Larry Crouser, the patriarch (and backyard tactician) of this American throws dynasty, held many of Gresham High School's javelin records in the 1950s and threw the spear 220 feet in the Army. His three sons – Mitch (51), Dean (49) and Brian (47) – each attained track and field success in their own rights. Mitch earned a scholarship to the University of Idaho after winning the shot and discus at the North West Athletic Association of Community Colleges while attending Mt. Hood CC. His 64-05.75 shot and 195-07 discus still rank third all-time in Vandals history. He placed fourth at the 1984 Olympic Trials.

Dean Crouser earned five-time All-American and four-time Pac-10 honors after claiming the NCAA crown twice for the discus and once for the shot. He still holds University of Oregon records in the shot (69-01.50, 1982) and disc (216-02, 1983). He was inducted into the University of Oregon Hall of Fame in 2003.

Brian Crouser, a 1988 and 1992 Olympian in the javelin, owns an NCAA javelin title with a throw of 281-0 in 1985. The 2001 University of Oregon Hall of Fame inductee is the first Oregon high school male athlete to win the state championship in the javelin, shot and discus in the same year (Gresham, 1981).

Although neither Sam nor Ryan was ever pressured into track and field competition, the draw to it was stronger than a planet's gravitational pull on its moons.

"I hated it in fifth grade," Ryan said. "In the long jump, I was seventh.
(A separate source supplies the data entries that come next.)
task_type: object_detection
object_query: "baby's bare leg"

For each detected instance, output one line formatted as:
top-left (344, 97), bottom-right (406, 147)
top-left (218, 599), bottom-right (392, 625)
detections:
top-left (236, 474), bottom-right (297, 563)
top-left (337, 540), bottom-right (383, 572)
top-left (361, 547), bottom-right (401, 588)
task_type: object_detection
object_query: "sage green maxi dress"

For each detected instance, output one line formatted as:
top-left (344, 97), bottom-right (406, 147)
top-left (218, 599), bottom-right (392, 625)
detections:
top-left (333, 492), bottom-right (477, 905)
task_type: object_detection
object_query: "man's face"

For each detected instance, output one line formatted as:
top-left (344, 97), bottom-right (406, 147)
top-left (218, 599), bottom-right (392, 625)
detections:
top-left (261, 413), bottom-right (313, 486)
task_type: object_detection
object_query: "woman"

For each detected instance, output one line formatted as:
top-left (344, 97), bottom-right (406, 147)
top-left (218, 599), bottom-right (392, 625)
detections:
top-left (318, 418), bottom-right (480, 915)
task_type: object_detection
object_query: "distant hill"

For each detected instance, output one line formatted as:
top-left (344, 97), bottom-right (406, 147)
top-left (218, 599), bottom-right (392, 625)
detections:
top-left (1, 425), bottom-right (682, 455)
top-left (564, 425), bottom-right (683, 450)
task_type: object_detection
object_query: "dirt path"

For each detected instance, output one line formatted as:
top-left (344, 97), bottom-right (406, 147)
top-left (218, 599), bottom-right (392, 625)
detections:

I cried halfway through the meet and got a purple participation ribbon. Later in fifth grade, I threw the disc 80 feet. In sixth grade I threw it 110 to 115 feet. In eighth grade, at my first middle school meet of the year, there was a metal storage bin for baseball equipment in the sector 150 feet away. The guy in charge asked if anyone can hit it. I said I think I can. My first throw traveled 120 feet. He sort of made fun of me. My second throw went 191 feet – with the 1-kilo disc."

"When I was 3 or 4," Sam said, "dad gave me a 4' javelin carved out of wood. He has it on film."

With Georgia, Oklahoma, Oregon, Texas A&M and UCLA soon to be courting his services, he feels no pressure to follow in his father's footsteps at Oregon.

"At Oregon, you get [6,000-8,000 fans] to watch a home meet and the trials are here in 2012, but I'll go wherever is comfortable for me," Sam said.

Earning a spot on the 2012 Olympic team is a goal for thousands of track and field athletes across the country; yet, if Sam can achieve an 80- to 85-meter (264-280 feet) javelin throw, his ticket nears reality.

Of Ryan's progress, his father Mitch said, "It's coming so fast, we don't know the limits. Getting bigger and stronger will govern his success as will improved technique."

And although the same holds true for Sam, he possesses two secret weapons: New Balance socks and Coke.

"If I don't wear them, something will go wrong. I just started it this year – it seems to be working." As for Coke, Ryan explained: "At the first meet of the year, Sam's drinking a Coke. 'It gives me an added boost.' At the state meet, Sam pulls out a bottle of Coke after the fourth throw. 'I forgot my Coke,' he said. His next throw was 231-11 to win the state meet. 'I told you Coke works,' he said. At the state meet, when I'm throwing the javelin, he's chiding me with, 'Coke, Coke, Coke.' I take a sip of Sam's Coke and throw a state record 198-10."

Sam and Ryan are destined for more greatness, but by Dean's account, the one to keep an eye on is Haley, Sam's younger sister and incoming Gresham High freshman. At 5-10 and 120 pounds, she's the state's age-proper pentathlon champion and has thrown the javelin 139-05 feet to qualify for the USATF Junior Nationals. She's long jumped 17-03, high jumped 5-03 and run the 100 hurdles in the high 15s.

While Sam strives for a trip to the Pan Am Games in Trinidad-Tobago from July 31-Aug. 2, Ryan desires to represent the U.S. in the 6th IAAF World Youth Championships in Italy from July 8-12. When they succeed and raise the standards, don't be surprised – it's in their blood.